In the last few years, this country has not been showered with much-needed rain relief. The El Nino effect that creates global heat has caused India to face more than three dismal monsoons in a row. And yet, policy-makers have not learned from the mistakes of their glorified past. In 2016, more than one fourth of the nation is facing a severe drought crisis with 330 million people directly affected by it. It is termed by some as the worst drought in decades.
The Rajya Sabha declared 266 districts in 11 different states to be drought affected in their session last week. These cracks are not just visible on land. Social systems, public belief, political one-upmanship and the regional economy are also bursting at their seams. With people attributing it to the weather and climate change, many believe that the government’s apathy towards its poor and marginalised is to be blamed. Parliament discussions also revealed how nine farmers committed suicide everyday in Maharashtra in 2015.
The severity of the crisis was reflected in the statements of Nobel Laureate Kailash Satyarthi, who urged PM Modi to declare a National Emergency on drought. According to him, there has been an increase in child labour, child marriages, trafficking, exploitation. Even the Devadasi system has made a come-back. All of this can be attributed to the dire consequences of the drought affected regions, as per Satyarthi.
It is not just the fact that major reservoirs in India are 79% empty, grain production is also said to be at an all time low. It will take more than emergency trains to Latur, selfies at drought afflicted areas, shifting of IPL matches and transferring life saving water to sugarcane factories to tackle the mess we find ourselves in.
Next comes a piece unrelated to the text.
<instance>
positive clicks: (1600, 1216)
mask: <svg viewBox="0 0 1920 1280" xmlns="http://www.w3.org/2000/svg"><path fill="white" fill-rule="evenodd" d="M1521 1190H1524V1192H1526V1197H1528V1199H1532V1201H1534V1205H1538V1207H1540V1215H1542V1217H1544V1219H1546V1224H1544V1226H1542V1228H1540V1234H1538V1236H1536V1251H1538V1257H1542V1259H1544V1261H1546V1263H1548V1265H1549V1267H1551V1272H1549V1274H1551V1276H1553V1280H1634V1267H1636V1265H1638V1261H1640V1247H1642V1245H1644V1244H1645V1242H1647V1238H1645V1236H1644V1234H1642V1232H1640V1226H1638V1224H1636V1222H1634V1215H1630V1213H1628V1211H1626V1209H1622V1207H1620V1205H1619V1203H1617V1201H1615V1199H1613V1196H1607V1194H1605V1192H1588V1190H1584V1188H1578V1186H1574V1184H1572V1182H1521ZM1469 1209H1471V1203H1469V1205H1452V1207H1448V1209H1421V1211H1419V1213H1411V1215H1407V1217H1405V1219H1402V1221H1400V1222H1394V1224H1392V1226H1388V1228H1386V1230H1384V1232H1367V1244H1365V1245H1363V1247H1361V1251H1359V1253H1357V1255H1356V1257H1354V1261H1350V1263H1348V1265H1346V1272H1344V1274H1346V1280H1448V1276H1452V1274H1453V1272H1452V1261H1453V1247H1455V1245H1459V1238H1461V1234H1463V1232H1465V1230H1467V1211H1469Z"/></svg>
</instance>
Close to Rs 13500 crore has been released by the National Disaster Relief Fund for these areas.
The 11 states that have declared drought in major parts of their districts are Chattisgarh, Karnataka, Jharkhand, Odisha, Madhya Pradesh, Maharashtra, Andhra Pradesh, Telangana, Uttar Pradesh, Rajasthan and Gujarat. Most of these states paint a grim picture with their statistics and the population residing in these areas are fighting tooth and nail for their survival.
93% districts of Chhattisgarh & Karnataka have been affected by drought followed by Jharkhand with 92% districts. Odisha which is seeing the worst temperature in a century according the special relief commissioner has 90% drought affected districts, the same as Madhya Pradesh.
Maharashtra has 78% drought affected districts. 273 farmers have committed suicide in the Marathwada region in 2015 and 59 farmers this year. Beed region announced its highest number of farmer suicides this year. 12,000 villages in Vidarbha region have declared drought and the environment in Latur is so bad that the administration has deployed a police force to stop more than five people from assembling at the well in case of a violent outburst.
Andhra Pradesh has 77% and the recently formed state of Telangana has 70% drought affected districts. 2100 farmers have committed suicide since 2014 in Telangana due to abysmal rainfall in the last three years.
In Uttar Pradesh, 2/3rds of the area is drought affected. Rajasthan, the state that has always faced water crisis is dealing with it again with 58% of the districts declaring drought. Gujarat has the lowest percentage (15%) of drought affected districts out of all the states.
Many people from these areas have migrated to cities to find a source of livelihood and a tap of running water. If decisions are not taken with a collective conscience, most of the burden of this calamity will fall on urban structures. Structures that are mired in their own problems, thus making them ill equipped to handle the entire nation’s drought crisis. As El Nino fades out and La Nina saunters in, there might be some good news for the country as an above average rainfall has been predicted for 2016.